Will the real Josh Koscheck please stand up.
Almost exactly two years after he called out Matt Hughes in his triumphant post-fight interview at UFC 103: "Franklin vs. Belfort" on Sept. 19, 2009, Koscheck was seemingly at a loss for words with the showdown for which he's publicly campaigned for being so near.
Fighting words, anyway.
Respectful, reserved and seemingly subdued, "Kos" didn't predict a violent finish, land a low blow or even take Hughes to task for "ducking" him and his American Kickboxing Academy (AKA) stablemates for years. On the contrary, he even offered a possible excuse for Hughes' reluctance.
"I feel that this fight should have happened a long time ago. I'm not sure why it [never did] -- I've asked for it a number of times," he told the assembled members of the media and fans in attendance. "I'm not sure why he didn't accept it, or maybe he was just never offered it."
Koscheck has made a name for himself throughout the years with his sharp tongue, polarizing -- and often times alienating -- fans with against-the-grain, filter-free remarks that put butts in seats. He doesn't care what people think. He couldn't care less what you think about his fighting style. He's going to speak his mind, brazenly promote his fights and at least get under the skin of someone.
Not this time around.
He chalked up his out-of-character pre-fight promotional performance to the short turnaround and the inability to get too worked up over a bout that only has 19 days of build up. Koscheck, coming off a nine-month layoff, agreed to replace an injured Diego Sanchez little more than two weeks ago.
"I'm not trying to disrespect Matt Hughes, he's been a good representative of the UFC, and for this sport," he said. "Plus, you really can't stir up too much in 19 days, as much as I'd like to just for the fun of it. Matt is a good guy, we have a lot in common, so I think he's a well respected fighter around the sport and this is just going to be a fun fight."
Oh really? Short turnarounds haven't stopped Koscheck before from flapping his gums. Nothing has, really, especially when the topic has turned to Hughes at any point in the last 725 days since the original call out in Texas.
So why, now, with a UFC Hall of Fame inductee dead in his crosshairs -- the Golden Goose that he has been chasing in vain for years -- has Koscheck decided to zip his lips?
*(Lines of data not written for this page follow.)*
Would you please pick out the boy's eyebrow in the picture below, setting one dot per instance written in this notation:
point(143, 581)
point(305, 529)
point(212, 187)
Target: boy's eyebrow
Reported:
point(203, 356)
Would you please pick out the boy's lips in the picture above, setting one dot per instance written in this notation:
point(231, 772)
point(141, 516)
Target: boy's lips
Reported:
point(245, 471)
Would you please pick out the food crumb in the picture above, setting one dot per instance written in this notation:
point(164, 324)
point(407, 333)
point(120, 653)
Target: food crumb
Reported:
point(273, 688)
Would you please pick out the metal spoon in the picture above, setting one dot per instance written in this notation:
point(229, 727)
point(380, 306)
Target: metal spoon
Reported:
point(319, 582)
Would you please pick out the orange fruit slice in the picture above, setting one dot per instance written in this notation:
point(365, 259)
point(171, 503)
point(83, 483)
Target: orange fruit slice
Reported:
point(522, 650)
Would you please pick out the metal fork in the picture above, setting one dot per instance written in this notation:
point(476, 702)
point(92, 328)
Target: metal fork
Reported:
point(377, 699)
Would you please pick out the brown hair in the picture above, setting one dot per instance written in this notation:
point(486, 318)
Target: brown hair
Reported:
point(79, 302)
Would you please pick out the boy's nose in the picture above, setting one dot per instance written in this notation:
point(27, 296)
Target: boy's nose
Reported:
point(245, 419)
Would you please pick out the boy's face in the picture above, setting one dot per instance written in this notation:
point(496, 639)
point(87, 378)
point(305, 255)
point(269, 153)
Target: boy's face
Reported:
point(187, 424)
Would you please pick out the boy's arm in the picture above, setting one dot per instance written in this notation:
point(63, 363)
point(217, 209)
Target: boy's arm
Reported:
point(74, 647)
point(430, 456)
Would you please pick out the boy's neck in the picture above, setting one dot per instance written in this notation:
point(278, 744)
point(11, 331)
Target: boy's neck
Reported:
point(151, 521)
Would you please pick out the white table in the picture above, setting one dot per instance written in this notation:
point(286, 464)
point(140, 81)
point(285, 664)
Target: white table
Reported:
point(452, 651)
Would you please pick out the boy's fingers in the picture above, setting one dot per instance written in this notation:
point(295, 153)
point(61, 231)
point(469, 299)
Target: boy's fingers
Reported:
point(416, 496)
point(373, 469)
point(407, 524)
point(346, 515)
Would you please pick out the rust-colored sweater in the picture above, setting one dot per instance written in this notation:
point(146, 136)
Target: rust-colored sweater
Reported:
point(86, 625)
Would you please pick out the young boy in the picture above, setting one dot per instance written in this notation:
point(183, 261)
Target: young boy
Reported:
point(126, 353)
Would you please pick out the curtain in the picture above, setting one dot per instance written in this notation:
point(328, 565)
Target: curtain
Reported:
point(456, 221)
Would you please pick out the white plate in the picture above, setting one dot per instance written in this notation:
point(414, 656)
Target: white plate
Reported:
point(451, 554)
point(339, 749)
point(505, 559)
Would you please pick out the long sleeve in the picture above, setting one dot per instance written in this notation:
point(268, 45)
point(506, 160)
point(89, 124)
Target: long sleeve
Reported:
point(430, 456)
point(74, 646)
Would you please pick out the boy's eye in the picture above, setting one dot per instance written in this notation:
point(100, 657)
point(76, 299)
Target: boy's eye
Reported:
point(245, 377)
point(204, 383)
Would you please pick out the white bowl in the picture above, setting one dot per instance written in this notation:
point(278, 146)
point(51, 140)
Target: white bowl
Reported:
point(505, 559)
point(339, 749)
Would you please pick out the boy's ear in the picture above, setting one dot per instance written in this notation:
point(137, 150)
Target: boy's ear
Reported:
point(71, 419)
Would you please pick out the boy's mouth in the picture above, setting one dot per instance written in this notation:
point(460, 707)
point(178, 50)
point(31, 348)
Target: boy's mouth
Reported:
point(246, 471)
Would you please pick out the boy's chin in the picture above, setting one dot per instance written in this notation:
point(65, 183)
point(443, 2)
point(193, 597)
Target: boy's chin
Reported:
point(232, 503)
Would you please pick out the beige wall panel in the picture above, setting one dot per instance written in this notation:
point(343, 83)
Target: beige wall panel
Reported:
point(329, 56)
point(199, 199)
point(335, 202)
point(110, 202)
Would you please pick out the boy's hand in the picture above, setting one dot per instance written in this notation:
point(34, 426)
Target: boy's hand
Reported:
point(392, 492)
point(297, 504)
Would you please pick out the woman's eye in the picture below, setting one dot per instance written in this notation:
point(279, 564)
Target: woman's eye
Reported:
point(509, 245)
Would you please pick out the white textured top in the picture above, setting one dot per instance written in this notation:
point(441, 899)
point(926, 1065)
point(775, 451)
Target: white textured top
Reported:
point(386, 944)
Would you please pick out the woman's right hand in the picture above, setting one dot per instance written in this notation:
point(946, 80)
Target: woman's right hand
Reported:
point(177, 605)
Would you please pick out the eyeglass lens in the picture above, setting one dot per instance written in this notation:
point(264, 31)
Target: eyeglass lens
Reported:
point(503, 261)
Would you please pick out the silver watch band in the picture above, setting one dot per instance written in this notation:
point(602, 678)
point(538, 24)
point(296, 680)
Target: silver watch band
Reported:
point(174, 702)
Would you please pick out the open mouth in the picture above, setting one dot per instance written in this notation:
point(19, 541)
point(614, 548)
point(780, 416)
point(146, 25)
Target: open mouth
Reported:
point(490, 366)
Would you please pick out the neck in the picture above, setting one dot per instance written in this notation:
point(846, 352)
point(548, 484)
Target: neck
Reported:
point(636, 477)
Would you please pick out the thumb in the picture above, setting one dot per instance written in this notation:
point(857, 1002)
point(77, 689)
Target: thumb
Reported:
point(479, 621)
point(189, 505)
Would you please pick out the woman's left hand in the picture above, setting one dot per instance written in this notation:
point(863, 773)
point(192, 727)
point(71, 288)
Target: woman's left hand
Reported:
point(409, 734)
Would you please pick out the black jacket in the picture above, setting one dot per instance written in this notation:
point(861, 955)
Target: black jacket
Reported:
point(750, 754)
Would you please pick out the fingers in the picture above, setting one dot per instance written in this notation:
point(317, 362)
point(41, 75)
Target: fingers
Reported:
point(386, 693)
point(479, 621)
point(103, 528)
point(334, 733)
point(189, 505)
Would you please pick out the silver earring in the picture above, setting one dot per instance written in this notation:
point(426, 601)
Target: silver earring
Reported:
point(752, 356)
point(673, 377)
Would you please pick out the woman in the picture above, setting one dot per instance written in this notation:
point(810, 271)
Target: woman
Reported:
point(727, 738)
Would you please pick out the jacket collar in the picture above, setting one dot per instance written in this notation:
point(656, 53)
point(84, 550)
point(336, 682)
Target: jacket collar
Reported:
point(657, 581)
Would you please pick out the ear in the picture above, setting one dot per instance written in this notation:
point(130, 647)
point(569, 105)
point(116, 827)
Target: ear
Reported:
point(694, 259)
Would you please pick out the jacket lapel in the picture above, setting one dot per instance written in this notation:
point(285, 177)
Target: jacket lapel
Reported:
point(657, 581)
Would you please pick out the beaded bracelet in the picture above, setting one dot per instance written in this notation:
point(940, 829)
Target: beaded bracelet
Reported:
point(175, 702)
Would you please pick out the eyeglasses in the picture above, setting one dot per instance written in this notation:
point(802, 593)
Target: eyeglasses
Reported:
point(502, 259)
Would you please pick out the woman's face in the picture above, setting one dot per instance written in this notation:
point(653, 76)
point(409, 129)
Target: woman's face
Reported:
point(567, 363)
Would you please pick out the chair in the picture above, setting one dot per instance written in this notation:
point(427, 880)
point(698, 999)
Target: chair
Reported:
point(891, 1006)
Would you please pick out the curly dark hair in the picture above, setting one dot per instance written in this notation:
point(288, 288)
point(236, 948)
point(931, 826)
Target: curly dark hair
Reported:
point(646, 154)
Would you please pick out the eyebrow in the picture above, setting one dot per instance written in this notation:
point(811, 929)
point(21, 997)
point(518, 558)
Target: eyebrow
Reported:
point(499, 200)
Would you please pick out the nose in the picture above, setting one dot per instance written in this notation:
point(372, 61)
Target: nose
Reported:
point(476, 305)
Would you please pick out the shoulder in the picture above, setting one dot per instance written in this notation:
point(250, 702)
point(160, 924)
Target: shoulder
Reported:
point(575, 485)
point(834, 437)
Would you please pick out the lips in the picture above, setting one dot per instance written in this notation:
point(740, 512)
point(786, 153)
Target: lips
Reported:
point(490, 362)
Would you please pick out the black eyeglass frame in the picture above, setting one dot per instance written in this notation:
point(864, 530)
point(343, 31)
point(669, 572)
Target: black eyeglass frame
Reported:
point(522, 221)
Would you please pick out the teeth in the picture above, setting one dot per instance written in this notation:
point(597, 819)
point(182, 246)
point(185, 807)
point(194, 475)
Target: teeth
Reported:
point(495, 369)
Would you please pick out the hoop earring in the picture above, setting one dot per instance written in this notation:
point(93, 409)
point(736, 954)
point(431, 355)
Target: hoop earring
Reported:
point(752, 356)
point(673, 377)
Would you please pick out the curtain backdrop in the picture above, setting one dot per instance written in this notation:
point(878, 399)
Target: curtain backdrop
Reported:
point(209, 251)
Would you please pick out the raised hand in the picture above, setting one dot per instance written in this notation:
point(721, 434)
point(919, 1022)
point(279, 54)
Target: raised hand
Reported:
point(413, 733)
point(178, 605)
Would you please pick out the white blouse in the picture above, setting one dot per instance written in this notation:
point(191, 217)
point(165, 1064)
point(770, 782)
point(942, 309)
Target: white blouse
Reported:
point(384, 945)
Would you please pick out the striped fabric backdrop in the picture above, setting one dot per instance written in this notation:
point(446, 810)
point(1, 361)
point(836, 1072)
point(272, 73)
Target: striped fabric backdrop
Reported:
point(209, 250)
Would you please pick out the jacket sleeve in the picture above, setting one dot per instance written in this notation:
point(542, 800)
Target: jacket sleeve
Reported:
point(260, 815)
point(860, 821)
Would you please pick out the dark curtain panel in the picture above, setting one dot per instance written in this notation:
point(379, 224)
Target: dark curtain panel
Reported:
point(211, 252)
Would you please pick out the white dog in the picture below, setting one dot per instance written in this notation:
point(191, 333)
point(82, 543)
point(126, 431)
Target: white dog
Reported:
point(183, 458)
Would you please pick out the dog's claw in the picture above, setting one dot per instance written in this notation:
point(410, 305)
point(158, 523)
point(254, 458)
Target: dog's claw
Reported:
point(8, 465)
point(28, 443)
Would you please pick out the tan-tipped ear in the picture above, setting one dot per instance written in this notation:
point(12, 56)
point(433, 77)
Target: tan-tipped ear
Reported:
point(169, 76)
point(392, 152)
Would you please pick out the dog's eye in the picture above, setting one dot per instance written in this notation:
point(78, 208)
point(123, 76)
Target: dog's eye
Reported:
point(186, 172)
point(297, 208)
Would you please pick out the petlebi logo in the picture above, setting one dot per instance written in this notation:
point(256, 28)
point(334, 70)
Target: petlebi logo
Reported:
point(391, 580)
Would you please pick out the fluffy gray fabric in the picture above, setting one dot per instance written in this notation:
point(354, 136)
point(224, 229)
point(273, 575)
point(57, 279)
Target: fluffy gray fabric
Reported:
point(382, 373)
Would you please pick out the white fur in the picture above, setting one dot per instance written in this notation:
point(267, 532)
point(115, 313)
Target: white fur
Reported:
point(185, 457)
It's rather simple. And Koscheck even said it himself: He's not about to talk trash about a UFC legend -- one who is likely about to step inside the Octagon for the very last time -- "just for fun."
"I know that this is Matt's last fight on his UFC contract and I'm sure he wants to go out, especially if he plans to retire after this, he wants to go out with a win," he said. "This is going to be a good, fun fight."
Hughes has not revealed that retirement is imminent, but he certainly has not ruled it out altogether. The former welterweight champion has dodged the question all weekend long, saying, "I'm just going to talk with the UFC after this and we'll see." But if actions truly do speak louder than words, Hughes' demeanor and body language are screaming retirement.
"I'm 37 ... I don't want to be in my forties and fighting," he said. "I don't. I'm about to be 38, so we'll just have to see what's going on. I'm not going to sign another four-fight deal ... that's for sure."
It's odd that a Koscheck fight takes a back seat to another more drama-fueled contest on a card. But that's exactly what has happened in "The Mile High City," with UFC Light Heavyweight Champion Jon Jones and Quinton Jackson demanding the lion's share of attention for their heated exchanges.
That seems to suit Koscheck just fine ... for now.
"I'm a little antsy up here because usually all my fights have all the drama and this fight doesn't have the drama as these two guys [Jones and Jackson] over here," Koscheck quipped. "So it's a different scene for me."
It's a different scene for everyone. Maybe he's not such a bad guy after all.